Cousins came over for the weekend from KL.
I finally made it to Bras Basar and the National Library.
Art Friend is a whole lot huger than I thought it would be.
Sorry I'm such a sua gu okay? D:
Quotes!
I realised that I haven't done a quote post since school reopened.
So here's the first quote post of the year?
I wouldn’t raise my child inside this city anyway. They grow up too savvy and they grow up too fast. And they know about buying shit and they know about sex. And they know about investment banking and also about brokerage firms. And they know about the numbers and they know about the words. And they know about the bottom line and also about stones. And they know about careers and about the real deals. And they all grow up and become people’s people with people skills.
"Let us toast to animal pleasures, to escapism, to rain on the roof and instant coffee, to unemployment insurance and library cards, to absinthe and good-hearted landlords, to music and warm bodies and contraceptives… and to the “good life”, whatever it is and wherever it happens to be."
Dr. Hunter S. Thomspon, Proud Highway; Saga of a Desperate SOuthern GentlemanListening to Stereophonics right now.
Are they even of my era I wonder?
I suspect that they're probably from the early 2000s, but that song I like was first released in 2008! :O Whaaaaaat?
Last quotes for you from my book!
In the first few days after the funeral, our interest in the Lisbon girls only increased.
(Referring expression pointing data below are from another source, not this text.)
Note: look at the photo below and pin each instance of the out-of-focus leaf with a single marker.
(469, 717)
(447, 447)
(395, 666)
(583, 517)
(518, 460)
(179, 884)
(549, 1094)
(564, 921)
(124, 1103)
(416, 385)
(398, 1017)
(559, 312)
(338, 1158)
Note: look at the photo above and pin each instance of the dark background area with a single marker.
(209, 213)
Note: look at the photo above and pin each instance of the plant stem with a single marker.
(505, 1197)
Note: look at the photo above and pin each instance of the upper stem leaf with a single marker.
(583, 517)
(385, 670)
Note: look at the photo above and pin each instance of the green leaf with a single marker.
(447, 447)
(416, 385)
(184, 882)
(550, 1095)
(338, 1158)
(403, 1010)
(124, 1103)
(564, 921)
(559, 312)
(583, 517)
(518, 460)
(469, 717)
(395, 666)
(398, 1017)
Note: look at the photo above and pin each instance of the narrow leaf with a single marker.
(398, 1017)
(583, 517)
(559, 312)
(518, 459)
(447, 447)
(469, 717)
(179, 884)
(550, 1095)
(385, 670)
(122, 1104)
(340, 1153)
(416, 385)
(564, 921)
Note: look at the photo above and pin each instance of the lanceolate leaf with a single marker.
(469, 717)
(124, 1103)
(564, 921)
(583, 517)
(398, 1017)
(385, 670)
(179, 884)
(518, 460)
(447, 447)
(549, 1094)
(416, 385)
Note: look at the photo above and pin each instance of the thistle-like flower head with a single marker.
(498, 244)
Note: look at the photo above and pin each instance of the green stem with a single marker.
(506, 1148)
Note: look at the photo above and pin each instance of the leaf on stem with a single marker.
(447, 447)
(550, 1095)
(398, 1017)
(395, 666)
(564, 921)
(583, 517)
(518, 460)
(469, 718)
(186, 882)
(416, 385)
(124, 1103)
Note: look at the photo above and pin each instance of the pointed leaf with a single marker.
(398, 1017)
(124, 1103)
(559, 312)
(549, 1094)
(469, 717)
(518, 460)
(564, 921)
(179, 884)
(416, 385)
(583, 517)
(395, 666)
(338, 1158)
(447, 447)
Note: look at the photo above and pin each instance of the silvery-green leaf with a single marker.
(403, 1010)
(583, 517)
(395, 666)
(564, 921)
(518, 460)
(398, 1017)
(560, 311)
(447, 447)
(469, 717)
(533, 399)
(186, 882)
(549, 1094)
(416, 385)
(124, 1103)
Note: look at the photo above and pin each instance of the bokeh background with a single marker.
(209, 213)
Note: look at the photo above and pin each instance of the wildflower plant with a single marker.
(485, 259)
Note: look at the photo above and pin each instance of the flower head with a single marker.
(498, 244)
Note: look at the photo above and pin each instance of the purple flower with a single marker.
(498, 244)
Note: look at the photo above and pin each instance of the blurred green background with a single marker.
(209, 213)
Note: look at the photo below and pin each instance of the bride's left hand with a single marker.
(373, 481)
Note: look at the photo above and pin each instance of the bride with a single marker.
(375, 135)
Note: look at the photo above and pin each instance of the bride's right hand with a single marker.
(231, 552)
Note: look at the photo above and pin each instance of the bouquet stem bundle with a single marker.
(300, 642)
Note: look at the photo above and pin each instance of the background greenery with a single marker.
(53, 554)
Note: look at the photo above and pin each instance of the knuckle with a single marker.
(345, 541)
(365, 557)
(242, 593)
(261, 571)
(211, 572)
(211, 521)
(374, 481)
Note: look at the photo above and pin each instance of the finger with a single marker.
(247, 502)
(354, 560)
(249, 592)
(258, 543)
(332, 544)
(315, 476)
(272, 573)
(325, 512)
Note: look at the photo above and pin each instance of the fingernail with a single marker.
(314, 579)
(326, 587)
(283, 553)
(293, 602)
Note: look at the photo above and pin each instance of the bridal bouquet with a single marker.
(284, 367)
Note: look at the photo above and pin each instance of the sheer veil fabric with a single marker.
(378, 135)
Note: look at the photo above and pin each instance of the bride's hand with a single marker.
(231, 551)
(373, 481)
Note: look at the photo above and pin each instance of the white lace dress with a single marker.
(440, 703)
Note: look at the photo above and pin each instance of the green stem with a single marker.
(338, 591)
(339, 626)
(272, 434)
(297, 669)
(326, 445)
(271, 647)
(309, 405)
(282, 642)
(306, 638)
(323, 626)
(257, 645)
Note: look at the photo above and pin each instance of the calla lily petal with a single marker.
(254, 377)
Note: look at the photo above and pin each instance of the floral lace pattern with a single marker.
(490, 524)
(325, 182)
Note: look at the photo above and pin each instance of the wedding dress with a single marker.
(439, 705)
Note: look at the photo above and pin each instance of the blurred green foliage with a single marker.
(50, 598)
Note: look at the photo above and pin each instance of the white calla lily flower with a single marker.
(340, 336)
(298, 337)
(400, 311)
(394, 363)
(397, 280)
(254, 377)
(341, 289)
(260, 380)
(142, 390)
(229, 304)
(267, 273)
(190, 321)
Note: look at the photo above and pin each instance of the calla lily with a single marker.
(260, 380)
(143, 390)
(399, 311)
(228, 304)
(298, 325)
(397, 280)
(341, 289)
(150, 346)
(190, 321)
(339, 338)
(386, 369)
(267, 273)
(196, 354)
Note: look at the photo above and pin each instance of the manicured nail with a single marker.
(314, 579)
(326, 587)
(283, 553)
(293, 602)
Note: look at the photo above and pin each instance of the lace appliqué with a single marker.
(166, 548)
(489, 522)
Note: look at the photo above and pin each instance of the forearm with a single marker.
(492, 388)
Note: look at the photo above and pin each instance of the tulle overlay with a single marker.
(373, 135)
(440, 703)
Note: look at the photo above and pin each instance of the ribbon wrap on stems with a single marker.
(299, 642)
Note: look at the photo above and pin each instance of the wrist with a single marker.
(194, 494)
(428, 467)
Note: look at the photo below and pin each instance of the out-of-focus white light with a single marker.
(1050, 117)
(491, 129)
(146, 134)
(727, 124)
Added to their loveliness was a new mysterious suffering, perfectly silent, visible in the blue puffiness beneath their eyes or the way they would sometines stop in mid-stride, look down, and shake their heads as though disagreeing with life.
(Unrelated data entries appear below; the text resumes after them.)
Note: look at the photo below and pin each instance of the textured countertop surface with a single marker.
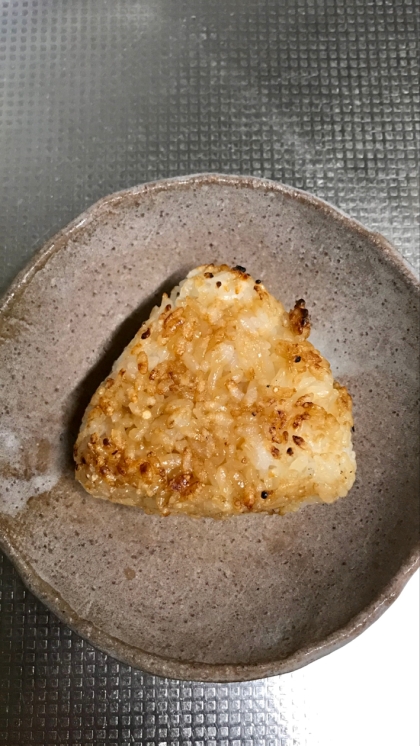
(97, 96)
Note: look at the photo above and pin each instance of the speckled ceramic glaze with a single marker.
(200, 599)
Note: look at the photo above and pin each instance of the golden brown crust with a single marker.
(205, 411)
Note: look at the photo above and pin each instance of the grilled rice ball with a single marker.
(219, 406)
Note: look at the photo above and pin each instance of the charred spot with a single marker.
(184, 483)
(299, 319)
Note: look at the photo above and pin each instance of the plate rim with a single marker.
(129, 654)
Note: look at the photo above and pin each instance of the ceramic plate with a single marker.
(250, 596)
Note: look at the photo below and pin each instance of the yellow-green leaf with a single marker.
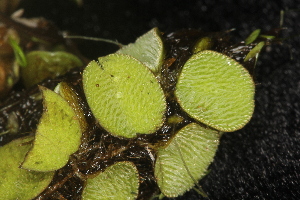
(58, 135)
(181, 164)
(216, 90)
(148, 49)
(15, 182)
(124, 95)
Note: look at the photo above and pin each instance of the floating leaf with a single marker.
(119, 181)
(124, 95)
(17, 183)
(57, 136)
(185, 160)
(255, 51)
(216, 90)
(252, 37)
(148, 49)
(44, 64)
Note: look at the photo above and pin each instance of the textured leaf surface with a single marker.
(57, 137)
(216, 90)
(148, 49)
(185, 159)
(124, 95)
(17, 183)
(119, 181)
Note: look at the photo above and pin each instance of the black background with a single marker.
(261, 161)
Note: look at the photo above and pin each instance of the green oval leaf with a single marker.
(44, 64)
(119, 181)
(57, 136)
(185, 160)
(17, 183)
(148, 49)
(124, 95)
(216, 90)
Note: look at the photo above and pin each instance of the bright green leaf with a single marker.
(252, 37)
(124, 95)
(17, 183)
(119, 181)
(148, 49)
(216, 90)
(44, 64)
(185, 160)
(58, 135)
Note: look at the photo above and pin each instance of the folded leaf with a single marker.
(216, 90)
(181, 164)
(57, 136)
(124, 95)
(15, 182)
The man lashhed the fence, in sections, to his truck and -- getting paid for it -- gave Mr. Bates the worst lawn job we'd ever seen. We were amazed our parents permitted this, when lawn jobs usually justified calling the cops. But now Mr. Bates didn't scream or try to get the truck's license plate, nor did Mrs. Bates, who had once wept when we set off firecrackers in her state-fair tulips-- they said nothing, and our parents said nothing, so that we sensed how ancient they were, how accustomed to trauma, depression, and wars. We realised that the version of the world they rendered for us was not the world they really believed it, and that for all their caretaking and bitching about crabgrass they didn't give a damn about lawns.